Once the connection request has been approved, you click on Send to Q
, which will allow Amazon Q
to access the repositories in the connected account.
Amazon Q
analyses all of the repositories it has access too, to discover which ones run a .NET Framework application that is capable of being transformed. Amazon Q Developer
transformation capabilities for .NET supports porting C# code projects of the following types: console application, class library, unit tests, web API, Windows Communication Foundation (WCF) service, and business logic layers of Model View Controller (MVC) and Single Page Application (SPA). Types of jobs that Amazon Q
currently cannot transform include WebUI, SQLServer and ASP.NET.
In my example, the SharpZeroLogin
repository has been detected as a supported project, and I am given the option to specify a target version (.NET 8.0).

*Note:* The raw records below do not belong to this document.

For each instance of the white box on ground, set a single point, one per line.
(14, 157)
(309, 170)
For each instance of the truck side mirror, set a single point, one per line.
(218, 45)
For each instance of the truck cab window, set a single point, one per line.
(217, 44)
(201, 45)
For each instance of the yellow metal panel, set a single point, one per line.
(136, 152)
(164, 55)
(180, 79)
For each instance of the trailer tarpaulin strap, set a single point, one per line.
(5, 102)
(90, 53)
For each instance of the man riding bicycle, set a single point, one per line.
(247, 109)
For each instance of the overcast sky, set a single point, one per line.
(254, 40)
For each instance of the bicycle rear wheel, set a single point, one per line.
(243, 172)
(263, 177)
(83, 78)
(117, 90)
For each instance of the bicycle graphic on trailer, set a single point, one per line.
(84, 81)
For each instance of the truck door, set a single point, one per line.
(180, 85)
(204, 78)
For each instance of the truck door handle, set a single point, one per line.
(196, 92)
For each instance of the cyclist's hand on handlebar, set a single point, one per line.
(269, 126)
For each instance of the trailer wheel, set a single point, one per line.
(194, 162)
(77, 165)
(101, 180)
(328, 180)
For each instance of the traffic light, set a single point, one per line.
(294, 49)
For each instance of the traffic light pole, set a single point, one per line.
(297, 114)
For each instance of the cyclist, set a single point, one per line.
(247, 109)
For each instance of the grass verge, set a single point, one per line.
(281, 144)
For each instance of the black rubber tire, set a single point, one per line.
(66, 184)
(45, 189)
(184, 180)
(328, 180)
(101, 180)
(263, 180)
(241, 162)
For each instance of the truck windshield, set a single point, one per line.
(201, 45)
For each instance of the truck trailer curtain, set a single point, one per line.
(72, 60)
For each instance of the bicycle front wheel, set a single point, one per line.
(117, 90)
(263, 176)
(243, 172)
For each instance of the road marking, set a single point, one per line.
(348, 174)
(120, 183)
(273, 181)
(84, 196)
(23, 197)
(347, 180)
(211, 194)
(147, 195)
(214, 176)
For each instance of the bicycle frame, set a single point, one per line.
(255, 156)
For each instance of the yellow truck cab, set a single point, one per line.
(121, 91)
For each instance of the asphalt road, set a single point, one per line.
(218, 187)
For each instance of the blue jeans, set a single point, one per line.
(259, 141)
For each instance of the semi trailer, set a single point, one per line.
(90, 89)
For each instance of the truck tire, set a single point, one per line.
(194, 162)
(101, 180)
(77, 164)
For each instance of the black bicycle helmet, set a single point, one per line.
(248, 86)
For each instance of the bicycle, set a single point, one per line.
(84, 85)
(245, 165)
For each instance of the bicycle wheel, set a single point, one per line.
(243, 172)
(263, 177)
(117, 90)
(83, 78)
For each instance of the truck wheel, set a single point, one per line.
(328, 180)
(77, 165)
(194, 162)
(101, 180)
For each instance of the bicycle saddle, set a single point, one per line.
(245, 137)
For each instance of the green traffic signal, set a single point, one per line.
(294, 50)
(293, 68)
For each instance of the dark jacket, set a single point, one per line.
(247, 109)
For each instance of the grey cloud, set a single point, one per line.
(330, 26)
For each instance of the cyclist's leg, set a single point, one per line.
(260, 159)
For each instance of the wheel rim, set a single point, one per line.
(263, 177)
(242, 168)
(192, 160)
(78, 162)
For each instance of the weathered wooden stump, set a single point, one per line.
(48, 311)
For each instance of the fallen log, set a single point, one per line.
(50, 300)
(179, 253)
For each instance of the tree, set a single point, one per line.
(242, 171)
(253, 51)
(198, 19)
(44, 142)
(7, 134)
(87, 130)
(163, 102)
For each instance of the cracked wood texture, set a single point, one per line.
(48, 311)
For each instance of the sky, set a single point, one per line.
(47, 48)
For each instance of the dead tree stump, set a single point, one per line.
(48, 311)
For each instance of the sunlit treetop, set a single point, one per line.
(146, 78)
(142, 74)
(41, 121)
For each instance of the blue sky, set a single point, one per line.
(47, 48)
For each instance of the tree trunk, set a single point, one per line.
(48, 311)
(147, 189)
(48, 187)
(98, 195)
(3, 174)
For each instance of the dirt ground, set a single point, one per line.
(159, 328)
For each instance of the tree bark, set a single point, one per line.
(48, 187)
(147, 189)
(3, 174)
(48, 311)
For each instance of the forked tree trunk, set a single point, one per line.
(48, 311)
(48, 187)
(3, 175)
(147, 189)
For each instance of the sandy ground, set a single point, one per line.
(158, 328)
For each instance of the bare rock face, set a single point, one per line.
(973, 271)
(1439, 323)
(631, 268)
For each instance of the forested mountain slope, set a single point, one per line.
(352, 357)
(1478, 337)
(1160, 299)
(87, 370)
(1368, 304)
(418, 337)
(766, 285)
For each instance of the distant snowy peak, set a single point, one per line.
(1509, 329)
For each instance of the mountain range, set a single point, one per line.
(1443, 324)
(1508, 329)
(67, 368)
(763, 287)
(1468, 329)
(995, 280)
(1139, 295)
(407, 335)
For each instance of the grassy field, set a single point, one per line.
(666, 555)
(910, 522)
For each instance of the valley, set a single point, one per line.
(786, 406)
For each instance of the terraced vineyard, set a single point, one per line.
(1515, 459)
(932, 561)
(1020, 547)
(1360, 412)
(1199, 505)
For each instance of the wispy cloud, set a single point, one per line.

I can also specify the name of the new branch that will be created or keep the default.
Note that the web experience gives you the option of carrying out a .NET transform of multiple repositories. This is something not available within the IDE, which only allows one .NET solution at a time.
Amazon Q
now automatically ports the selected .NET application to the target version following a transformation plan it has created. It commits all of the transformed code to a new branch in my GitHub repository, preserving the original source code.
I can click on the Dashboard tab to monitor the progress. In this case, I am told that the application has been transformed with no issues.
I can now go to my GitHub repository and look at the new branch that has been created. I can also view the diffs to see what changes have been made. In the file below, we can see that the target framework version has been updated from "3.5" to "net8.0".
Conclusion
The goal of this blog post is to show you how to simple it is to get up and running with the new Amazon Q Developer
transformation web experience. If you have existing .NET Framework applications that you want to port to .NET to gain performance improvements and cross-platform support, it is definitely worth giving this feature a go.